Muito embora o flagrante delito legitime o ingresso forçado em casa sem determinação judicial, a medida deve ser controlada judicialmente. A inexistência de controle judicial, ainda que posterior à execução da medida, esvaziaria o núcleo fundamental da garantia contra a inviolabilidade da casa (art. 5XI, da CF) e deixaria de proteger contra ingerências arbitrárias no domicílio (Pacto de São José da Costa Rica, artigo 11, 2, e Pacto Internacional sobre Direitos Civis e Políticos, artigo 17, 1). O controle judicial a posteriori decorre tanto da interpretação da Constituição, quanto da aplicação da proteção consagrada em tratados internacionais sobre direitos humanos incorporados ao ordenamento jurídico. Normas internacionais de caráter judicial que se incorporam à cláusula do devido processo legal. Justa causa. A entrada forçada em domicílio, sem uma justificativa prévia conforme o direito, é arbitrária. Não será a constatação de situação de flagrância, posterior ao ingresso, que justificará a medida. Os agentes estatais devem demonstrar que havia elementos mínimos a caracterizar fundadas razões (justa causa) para a medida. Fixada a interpretação de que a entrada forçada em domicílio sem mandado judicial só é lícita, mesmo em período noturno, quando amparada em fundadas razões, devidamente justificadas a posteriori, que indiquem que dentro da casa ocorre situação de flagrante delito, sob pena de responsabilidade disciplinar, civil e penal do agente ou da autoridade e de nulidade dos atos praticados” (STF, Tribunal Pleno, HC 126292/SP, Rel. Min. Teori Zavascki, julgado em 17.02.2016) (grifou-se).

Mera intuição

Muito comum em flagrantes por tráfico de drogas, as “pedaladas” em portas de residências, via de regra em bairros de periferia (os que traficam drogas de helicópteros não costumam ter as portas de suas casas abertas a pontapés), geralmente não estão embasadas em fundadas razões, com elementos concretos e posteriormente demonstráveis, partindo de mera intuição dos agentes policiais, de modo que “

A subsequente (e sempre eventual) apreensão efetiva de drogas não é capaz de suprimir a ilicitude que lhe antecedeu. A norma prevista no inciso XI do art.  da Constituição não admite interpretação ampliativa de modo a viabilizar violações do domicílio, do asilo, sem base constitucional (Tribunal de Justiça/RS, Terceira Câmara Criminal, Apelação n.º 70059054452, Rel. Des. Diógenes V. Hassan Ribeiro, julgada em 23.03.2016).

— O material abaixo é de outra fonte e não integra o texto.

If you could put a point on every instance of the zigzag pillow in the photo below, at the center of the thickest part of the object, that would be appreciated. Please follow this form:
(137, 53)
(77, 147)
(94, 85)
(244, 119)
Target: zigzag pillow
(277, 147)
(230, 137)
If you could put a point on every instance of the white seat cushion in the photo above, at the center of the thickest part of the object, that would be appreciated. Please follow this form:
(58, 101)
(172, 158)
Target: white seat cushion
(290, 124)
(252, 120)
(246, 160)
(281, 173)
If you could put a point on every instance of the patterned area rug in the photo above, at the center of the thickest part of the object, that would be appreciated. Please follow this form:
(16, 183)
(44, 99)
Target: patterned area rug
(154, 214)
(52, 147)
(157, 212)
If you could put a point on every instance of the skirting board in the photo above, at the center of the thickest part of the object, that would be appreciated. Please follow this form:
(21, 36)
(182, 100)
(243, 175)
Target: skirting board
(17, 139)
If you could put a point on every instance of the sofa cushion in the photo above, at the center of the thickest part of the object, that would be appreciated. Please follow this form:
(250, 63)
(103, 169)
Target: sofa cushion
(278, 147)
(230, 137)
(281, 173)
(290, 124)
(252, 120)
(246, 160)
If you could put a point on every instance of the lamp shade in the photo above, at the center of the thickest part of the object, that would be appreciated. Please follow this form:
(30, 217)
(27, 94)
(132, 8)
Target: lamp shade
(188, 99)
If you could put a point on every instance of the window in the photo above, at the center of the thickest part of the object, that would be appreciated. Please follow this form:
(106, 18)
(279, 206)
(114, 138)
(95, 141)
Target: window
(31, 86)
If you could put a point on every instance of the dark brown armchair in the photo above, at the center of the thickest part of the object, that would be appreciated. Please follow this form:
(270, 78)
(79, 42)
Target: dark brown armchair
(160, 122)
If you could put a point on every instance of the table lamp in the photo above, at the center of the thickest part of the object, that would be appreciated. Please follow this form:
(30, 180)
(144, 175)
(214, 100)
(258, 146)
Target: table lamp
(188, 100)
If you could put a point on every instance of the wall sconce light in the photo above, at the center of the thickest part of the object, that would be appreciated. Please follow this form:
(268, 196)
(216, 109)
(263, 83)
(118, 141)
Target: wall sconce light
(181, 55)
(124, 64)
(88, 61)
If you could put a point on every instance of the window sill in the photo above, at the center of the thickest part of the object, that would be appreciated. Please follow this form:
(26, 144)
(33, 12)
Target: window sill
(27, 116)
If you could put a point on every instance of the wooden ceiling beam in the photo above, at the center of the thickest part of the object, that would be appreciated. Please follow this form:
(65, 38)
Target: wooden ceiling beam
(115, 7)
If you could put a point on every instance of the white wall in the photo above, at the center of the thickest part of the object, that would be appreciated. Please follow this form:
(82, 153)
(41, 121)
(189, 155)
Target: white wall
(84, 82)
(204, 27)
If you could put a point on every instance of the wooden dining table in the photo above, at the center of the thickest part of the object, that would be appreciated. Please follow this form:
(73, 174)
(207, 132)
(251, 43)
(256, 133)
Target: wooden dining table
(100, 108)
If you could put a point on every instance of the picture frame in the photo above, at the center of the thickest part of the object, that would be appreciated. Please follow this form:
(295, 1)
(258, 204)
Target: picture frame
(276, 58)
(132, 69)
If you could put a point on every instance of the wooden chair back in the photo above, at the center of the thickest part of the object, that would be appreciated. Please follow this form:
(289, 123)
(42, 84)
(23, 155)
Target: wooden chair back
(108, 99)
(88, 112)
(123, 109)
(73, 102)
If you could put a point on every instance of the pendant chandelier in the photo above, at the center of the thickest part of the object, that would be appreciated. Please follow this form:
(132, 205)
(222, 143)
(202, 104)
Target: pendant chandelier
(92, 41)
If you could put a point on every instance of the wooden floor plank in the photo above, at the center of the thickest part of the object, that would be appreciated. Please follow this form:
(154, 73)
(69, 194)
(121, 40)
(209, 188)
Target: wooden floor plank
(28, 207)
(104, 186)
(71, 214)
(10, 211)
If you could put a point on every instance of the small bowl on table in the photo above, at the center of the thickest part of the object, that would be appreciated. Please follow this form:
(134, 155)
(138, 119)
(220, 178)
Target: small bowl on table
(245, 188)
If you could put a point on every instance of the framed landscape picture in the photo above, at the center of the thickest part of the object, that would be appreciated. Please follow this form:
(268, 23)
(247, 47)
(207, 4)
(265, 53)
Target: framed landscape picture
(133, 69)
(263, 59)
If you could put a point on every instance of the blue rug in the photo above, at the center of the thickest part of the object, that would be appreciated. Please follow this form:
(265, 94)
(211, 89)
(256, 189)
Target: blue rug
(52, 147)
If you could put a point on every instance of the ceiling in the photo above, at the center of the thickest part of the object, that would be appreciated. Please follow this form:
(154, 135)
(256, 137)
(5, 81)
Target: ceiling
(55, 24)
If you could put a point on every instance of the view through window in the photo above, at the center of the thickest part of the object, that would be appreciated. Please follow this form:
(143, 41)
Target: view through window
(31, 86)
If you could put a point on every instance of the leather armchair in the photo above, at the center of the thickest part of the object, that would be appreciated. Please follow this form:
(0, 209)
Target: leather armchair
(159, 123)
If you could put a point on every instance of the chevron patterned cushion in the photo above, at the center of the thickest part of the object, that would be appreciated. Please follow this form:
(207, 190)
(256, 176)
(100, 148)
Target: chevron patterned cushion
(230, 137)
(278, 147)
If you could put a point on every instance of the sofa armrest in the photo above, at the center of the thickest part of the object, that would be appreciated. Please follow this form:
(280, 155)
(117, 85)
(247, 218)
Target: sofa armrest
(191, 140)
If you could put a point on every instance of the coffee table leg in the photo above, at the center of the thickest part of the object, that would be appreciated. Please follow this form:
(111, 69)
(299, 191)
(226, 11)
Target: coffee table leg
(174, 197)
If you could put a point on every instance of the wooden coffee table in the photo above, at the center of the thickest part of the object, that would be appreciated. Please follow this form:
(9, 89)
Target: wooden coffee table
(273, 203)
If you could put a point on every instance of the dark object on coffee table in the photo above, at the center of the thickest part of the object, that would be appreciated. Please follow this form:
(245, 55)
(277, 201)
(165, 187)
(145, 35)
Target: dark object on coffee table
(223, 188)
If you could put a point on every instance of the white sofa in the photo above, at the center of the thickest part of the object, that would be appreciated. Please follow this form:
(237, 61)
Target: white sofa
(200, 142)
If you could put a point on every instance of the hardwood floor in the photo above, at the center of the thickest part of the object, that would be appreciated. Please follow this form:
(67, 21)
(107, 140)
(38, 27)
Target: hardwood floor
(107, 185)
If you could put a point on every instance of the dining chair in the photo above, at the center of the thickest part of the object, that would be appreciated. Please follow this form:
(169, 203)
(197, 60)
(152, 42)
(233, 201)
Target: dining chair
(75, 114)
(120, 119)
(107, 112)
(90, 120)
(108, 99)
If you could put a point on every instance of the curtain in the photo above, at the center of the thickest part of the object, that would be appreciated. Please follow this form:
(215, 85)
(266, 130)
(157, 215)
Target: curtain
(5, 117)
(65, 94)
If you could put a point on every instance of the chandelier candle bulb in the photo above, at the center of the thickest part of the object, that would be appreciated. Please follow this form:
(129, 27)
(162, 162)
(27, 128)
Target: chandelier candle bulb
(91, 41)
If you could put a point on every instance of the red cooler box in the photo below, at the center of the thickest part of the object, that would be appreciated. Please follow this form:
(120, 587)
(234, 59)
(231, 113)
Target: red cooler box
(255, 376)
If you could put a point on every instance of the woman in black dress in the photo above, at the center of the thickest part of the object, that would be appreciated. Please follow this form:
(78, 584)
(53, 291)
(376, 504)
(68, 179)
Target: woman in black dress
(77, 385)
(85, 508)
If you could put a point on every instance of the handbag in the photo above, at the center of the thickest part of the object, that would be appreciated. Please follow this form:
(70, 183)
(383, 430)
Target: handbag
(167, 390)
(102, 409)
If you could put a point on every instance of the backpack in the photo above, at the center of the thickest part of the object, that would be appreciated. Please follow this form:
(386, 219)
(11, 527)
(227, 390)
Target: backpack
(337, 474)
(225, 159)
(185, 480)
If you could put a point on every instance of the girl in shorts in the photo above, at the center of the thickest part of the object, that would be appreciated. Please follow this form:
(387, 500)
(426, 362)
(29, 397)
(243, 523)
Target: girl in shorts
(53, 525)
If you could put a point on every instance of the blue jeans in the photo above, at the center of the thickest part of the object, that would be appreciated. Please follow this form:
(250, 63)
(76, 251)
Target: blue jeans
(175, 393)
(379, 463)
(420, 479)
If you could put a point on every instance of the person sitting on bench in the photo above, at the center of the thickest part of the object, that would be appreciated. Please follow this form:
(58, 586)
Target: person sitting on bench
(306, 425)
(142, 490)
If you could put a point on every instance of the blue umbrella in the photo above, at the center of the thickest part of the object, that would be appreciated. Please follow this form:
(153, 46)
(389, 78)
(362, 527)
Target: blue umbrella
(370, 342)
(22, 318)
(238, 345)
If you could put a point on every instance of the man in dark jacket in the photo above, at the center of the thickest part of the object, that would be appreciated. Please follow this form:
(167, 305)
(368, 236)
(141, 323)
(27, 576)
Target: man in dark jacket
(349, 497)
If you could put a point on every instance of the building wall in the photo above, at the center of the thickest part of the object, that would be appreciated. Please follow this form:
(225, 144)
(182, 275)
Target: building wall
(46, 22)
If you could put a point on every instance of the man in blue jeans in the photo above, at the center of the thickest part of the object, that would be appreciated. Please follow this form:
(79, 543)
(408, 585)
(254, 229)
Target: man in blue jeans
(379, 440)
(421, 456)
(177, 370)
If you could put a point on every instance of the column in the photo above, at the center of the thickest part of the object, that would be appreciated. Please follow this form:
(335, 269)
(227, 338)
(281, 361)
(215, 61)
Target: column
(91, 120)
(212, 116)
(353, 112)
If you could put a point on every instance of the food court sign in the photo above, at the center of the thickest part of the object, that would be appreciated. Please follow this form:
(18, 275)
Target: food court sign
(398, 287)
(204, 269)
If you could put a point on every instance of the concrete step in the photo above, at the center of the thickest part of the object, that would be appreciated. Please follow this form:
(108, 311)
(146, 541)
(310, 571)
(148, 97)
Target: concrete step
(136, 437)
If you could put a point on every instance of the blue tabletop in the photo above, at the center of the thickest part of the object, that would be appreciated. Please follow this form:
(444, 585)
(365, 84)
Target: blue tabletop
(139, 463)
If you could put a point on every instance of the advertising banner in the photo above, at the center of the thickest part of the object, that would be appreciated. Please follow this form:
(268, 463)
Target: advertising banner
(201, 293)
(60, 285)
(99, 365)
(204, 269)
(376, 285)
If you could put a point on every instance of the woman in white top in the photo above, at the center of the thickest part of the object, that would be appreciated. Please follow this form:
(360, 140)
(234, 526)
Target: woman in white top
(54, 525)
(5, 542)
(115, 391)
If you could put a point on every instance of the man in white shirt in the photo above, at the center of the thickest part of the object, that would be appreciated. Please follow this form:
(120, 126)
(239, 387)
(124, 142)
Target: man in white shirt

A Polícia que trate de investigar e amparar suas diligências em mandados judiciais ou, então, que desencadeie medida de ingresso forçado em casa alheia quando tiver presente prévia situação a indicar quadro de flagrante delito, possibilitando, assim, que suas ações sejam submetidas posteriormente ao crivo do Poder Judiciário.

Cuida-se, apenas, de tratar a regra como regra, e a exceção como exceção.